My first report for this week’s ‘Too Long; Did Read’ is titled “Identity Access Management: The First Line of Defense” by Unit 42 and Prisma Cloud. The report is moderate in length at 19 pages, with significant intelligence scattered throughout. Technical readers who want more information about how cloud identities are being exploited will gain a lot from reading it, though it requires significant concentration to find the gems.

RegWall: Yes, https://www.paloaltonetworks.com/prisma/unit42-cloud-threat-research-volume-six

Length/Read time: 19 pages in length, I suggest setting aside 60-90+ minutes to read in its entirety. I spent 2.5 hours reading the report and taking several pages of notes.

Overall Impression: Palo Alto Networks’ report is a solid contribution to the security knowledge base, but requires a significant effort to read and understand. The technical details don’t surface until the sixth page of the report, but come on strong until the conclusion. I enjoyed seeing links to external resources scattered throughout, allowing the reader to follow up on topics of interest. The target reader is a technical audience looking to learn more about Identity and Access Management (IAM), with language accessible to a much larger audience.

Like almost every report, there are things I’d change with the execution of this report. My primary criticisms are two fold. First, the report has too much text. I don’t think most readers have the time to sift through thousands of words to find the gems in the report. Second, the report lacks focus, a common criticism of mine. Reading the Foreword, Executive Summary, and Who’s Attacking the Cloud? sections don’t tell me what I, the reader, will gain by spending time deep in the report.

Once through the background and introduction of this report, it has a lot to offer. Start on page 6, read through page 16, skip the intro and conclusion. I give this volume of the Cloud Threat Report a grade of B+ overall.

The Good: I love the fact that this report links to external resources for the reader. There are multiple links to other research by the same team, a plus in my view, but it’s the link to MITRE, NIST, etc. that add weight to the already good analysis.

There are a pair of diagrams that show the methodology used in attacks, well supported by the text. The remaining visualizations are simple, but useful. I’ll take a simple plot I can read at a glance over a complex plot I have to examine at length to understand. I also like the ‘Key Takeaway’ listed for each of the threat actors later in the report. The tables of TTPs associated with each of the threat actors is a mixed bag, mostly because the tables span more than one page.

This report also contains two things I always look for, a methodology section and credits listing the contributors and researchers by name. The methodolgy section isn’t expansive, but it shouldn’t have to be. Explaining the details of where the data comes from tells a reader a lot about how the conclusions were reached. I see too many reports that draw conclusions from very small data sets.
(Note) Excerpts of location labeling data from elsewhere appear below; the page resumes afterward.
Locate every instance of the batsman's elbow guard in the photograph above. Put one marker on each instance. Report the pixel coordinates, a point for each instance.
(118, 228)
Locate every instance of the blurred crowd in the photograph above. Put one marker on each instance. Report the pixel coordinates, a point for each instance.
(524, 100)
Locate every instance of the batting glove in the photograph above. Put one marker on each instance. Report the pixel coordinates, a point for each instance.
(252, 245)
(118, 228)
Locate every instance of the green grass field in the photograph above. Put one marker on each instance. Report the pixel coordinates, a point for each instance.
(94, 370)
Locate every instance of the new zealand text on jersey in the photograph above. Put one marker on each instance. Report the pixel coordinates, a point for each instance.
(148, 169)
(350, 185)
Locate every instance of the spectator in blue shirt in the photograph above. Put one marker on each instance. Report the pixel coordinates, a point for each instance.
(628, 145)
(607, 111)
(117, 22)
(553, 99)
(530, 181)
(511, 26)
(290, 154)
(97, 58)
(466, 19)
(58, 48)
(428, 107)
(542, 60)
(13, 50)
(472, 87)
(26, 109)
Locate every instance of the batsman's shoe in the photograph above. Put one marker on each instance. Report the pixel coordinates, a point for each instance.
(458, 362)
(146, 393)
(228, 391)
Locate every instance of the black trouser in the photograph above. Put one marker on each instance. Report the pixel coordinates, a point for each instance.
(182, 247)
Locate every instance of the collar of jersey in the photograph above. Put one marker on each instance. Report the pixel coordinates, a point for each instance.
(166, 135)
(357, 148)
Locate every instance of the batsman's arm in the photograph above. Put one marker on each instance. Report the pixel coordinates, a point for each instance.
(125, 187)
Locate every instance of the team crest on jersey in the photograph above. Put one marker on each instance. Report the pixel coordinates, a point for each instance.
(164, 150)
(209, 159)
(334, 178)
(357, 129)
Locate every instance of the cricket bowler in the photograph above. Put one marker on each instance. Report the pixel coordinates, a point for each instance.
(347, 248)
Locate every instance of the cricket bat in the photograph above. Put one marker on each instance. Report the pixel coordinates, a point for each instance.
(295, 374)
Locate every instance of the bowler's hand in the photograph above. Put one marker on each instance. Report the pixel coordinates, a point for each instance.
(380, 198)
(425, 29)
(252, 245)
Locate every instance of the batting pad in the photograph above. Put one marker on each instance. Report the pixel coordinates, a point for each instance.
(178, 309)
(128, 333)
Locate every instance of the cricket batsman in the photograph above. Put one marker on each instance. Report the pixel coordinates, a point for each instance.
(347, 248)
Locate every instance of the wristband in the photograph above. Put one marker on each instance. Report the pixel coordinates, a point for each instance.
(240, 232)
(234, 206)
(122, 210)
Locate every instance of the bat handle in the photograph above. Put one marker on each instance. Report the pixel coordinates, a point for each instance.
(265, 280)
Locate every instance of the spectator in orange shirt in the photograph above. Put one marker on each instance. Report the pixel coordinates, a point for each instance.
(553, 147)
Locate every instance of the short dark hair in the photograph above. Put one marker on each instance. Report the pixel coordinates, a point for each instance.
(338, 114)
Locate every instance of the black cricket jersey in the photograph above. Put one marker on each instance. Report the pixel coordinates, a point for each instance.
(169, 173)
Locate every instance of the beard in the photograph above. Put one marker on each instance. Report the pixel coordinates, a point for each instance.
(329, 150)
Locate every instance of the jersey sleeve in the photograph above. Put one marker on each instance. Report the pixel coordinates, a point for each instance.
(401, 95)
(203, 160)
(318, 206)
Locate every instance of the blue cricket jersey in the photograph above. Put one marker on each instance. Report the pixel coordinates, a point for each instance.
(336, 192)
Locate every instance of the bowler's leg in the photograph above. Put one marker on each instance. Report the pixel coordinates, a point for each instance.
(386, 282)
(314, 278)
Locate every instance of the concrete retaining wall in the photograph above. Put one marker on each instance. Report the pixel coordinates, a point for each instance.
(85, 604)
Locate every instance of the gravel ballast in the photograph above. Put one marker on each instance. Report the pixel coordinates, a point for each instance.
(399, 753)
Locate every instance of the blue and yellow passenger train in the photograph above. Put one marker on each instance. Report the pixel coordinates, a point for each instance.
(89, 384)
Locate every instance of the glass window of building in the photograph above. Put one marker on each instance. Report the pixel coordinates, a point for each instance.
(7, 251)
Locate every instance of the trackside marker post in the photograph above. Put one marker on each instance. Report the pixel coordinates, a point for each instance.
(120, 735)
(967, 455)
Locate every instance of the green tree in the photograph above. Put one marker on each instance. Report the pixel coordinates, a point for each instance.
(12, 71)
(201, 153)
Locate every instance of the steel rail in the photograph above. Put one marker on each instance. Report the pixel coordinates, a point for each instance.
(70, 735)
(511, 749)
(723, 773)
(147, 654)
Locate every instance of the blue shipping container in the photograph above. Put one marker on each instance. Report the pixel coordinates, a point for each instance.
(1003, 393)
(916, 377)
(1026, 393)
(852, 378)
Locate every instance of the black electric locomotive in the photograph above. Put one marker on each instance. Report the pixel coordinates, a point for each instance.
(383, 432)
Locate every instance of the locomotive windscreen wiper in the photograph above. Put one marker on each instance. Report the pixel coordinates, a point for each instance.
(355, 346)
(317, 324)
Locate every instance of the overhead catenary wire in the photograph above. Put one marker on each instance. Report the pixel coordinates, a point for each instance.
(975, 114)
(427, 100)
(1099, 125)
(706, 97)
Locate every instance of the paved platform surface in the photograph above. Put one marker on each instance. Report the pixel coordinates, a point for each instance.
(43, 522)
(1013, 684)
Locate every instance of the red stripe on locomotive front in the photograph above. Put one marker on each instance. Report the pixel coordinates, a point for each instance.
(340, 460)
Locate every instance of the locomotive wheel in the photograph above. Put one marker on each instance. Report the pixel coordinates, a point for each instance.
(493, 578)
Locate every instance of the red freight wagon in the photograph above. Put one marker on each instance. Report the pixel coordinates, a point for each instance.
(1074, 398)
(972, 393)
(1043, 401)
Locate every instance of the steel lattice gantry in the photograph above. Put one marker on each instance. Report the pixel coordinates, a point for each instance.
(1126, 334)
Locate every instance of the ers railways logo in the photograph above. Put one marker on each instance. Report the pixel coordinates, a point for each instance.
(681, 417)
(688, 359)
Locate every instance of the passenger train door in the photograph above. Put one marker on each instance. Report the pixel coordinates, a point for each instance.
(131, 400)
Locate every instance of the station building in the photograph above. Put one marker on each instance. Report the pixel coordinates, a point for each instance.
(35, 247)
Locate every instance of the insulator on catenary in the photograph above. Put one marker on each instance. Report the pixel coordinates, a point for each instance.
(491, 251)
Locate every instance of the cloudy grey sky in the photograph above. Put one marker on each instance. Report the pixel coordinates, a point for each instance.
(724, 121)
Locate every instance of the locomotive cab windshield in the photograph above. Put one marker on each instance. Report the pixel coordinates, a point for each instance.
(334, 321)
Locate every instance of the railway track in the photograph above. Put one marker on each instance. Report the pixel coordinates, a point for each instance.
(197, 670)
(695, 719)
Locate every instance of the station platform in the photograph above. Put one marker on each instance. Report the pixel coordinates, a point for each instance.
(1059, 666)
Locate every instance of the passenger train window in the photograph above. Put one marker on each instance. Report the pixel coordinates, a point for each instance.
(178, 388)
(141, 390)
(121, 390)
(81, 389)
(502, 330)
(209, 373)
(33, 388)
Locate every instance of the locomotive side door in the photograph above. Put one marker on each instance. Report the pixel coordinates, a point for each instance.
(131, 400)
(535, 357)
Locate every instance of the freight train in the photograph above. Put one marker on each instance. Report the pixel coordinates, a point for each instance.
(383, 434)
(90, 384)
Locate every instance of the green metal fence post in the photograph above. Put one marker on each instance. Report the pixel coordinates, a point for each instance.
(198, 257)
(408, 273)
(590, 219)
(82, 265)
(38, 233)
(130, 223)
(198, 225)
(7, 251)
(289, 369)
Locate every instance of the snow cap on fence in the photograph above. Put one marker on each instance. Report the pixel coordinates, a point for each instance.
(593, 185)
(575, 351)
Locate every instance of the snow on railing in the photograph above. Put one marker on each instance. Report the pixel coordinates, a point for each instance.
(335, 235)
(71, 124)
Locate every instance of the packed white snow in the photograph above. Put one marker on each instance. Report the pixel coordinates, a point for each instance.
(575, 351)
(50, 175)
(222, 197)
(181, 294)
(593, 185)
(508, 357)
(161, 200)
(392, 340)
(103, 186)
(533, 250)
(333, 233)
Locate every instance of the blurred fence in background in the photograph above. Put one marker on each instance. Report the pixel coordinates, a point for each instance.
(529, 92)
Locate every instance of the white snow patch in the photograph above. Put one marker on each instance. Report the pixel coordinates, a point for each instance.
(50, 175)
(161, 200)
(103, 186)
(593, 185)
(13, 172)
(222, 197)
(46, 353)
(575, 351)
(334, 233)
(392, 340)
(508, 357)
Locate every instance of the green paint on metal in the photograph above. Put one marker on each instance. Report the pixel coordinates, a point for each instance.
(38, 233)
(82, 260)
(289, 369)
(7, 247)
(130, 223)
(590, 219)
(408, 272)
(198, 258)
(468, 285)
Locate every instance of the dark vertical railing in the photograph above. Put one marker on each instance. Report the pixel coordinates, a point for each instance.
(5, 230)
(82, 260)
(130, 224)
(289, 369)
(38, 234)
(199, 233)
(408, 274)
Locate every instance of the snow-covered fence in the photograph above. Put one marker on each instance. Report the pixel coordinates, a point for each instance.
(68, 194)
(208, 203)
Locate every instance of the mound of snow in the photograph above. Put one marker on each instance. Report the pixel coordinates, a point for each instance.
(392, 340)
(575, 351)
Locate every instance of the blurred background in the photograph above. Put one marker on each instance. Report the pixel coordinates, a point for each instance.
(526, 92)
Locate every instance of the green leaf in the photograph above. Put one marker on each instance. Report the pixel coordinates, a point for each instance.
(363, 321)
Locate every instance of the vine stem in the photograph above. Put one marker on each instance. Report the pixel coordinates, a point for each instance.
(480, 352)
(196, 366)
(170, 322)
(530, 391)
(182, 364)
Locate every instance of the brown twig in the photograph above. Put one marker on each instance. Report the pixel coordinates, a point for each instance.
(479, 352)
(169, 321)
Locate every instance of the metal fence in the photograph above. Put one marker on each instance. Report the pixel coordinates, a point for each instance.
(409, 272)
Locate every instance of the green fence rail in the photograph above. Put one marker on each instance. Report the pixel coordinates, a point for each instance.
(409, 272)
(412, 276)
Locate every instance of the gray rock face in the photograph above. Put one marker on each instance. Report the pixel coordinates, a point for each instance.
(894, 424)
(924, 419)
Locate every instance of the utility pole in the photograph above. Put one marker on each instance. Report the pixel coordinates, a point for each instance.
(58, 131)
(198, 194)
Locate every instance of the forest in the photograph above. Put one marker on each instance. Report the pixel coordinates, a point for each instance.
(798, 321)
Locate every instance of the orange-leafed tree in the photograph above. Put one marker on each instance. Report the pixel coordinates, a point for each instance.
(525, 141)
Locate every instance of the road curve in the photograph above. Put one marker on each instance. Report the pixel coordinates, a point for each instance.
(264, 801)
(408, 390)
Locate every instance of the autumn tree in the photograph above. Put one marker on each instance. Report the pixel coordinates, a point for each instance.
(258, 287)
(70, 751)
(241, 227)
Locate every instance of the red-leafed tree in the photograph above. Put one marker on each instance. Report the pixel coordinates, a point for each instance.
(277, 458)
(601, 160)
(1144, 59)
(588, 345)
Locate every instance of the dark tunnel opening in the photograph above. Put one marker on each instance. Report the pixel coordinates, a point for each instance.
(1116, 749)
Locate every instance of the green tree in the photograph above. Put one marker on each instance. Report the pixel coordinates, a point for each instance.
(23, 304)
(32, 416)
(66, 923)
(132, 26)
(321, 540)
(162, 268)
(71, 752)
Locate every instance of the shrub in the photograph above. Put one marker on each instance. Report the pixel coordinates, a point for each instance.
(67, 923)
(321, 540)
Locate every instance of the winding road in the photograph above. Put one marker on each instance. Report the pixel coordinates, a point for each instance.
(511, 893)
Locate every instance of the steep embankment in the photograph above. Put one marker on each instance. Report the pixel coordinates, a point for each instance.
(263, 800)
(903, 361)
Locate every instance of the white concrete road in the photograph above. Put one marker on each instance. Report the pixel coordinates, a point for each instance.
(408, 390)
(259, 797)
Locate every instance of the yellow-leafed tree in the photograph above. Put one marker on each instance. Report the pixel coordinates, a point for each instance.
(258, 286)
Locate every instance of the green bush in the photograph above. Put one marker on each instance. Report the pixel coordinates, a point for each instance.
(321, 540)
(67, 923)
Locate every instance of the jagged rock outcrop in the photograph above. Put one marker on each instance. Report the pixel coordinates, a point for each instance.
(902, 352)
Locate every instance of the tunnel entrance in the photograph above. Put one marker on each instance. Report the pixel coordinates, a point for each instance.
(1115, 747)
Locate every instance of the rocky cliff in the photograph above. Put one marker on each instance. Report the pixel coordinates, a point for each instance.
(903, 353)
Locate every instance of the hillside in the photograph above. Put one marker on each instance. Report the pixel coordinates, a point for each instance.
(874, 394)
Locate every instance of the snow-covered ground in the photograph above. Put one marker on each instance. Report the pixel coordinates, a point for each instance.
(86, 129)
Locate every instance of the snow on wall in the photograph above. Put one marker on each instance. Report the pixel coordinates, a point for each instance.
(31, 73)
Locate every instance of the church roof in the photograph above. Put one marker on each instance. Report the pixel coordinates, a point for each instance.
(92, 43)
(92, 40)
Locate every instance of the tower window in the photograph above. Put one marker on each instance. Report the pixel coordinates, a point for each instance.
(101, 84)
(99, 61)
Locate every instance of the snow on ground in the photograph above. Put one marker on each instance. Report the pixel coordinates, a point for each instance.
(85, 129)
Crediting the authors helps them build their own reputation, which is valuble for their careers. It shows support for the individual and a name to reach out to if you disagree with the analysis as a reader. Or am I the only one who does that?

The Bad: The report is too text heavy and lacks a clear understanding of what it’s trying to communicate to the reader. As an example, the Foreword is the first thing a reader sees, and it spends nearly half its text talking about a former report. The Executive Summary is not a summary and doesn’t accurately portray the contents. In the first of the four ‘summations’, I would have written “Cloud identities are too permissive – 99% of the cloud users, roles, services, and resources were granted excessive permissions.” Leave that big, bold and simple, leave the exposition to the relevant section of the report.

On a related note, I think the report misses an opportunity by burying an important statistic deep in the report. “62% of organizations have cloud resources publicly exposed.” Coupled with the previous point about excessive permissions, this would help create a story a reporter could run with. Maybe getting press coverage isn’t one of the priorities for the report, but telling a reader a compelling story always should be.

The Conclusion and Recommendations section is weak. Pulling most of a segment from an external resource detracts from the research. In this case, why lean on Gartner language and suggestions when there is more strength on showing your own analysis? I would have dropped the first and last conclusions, linking the ‘Focus on Hardening IAM Permissions’, which is more in line with the majority of the contents.

My criticism are meant to point to how future reports could be made more impactful and more readable. The burden on the reader to wade through the report means a significant portion of readers may never read past the first few pages. Which means they’ll never get to the juicy stuff in the middle and end of the research. It’s a good report overall, but lacks focus and clarity on what’s being communicated to a reader, hence a B+ rating.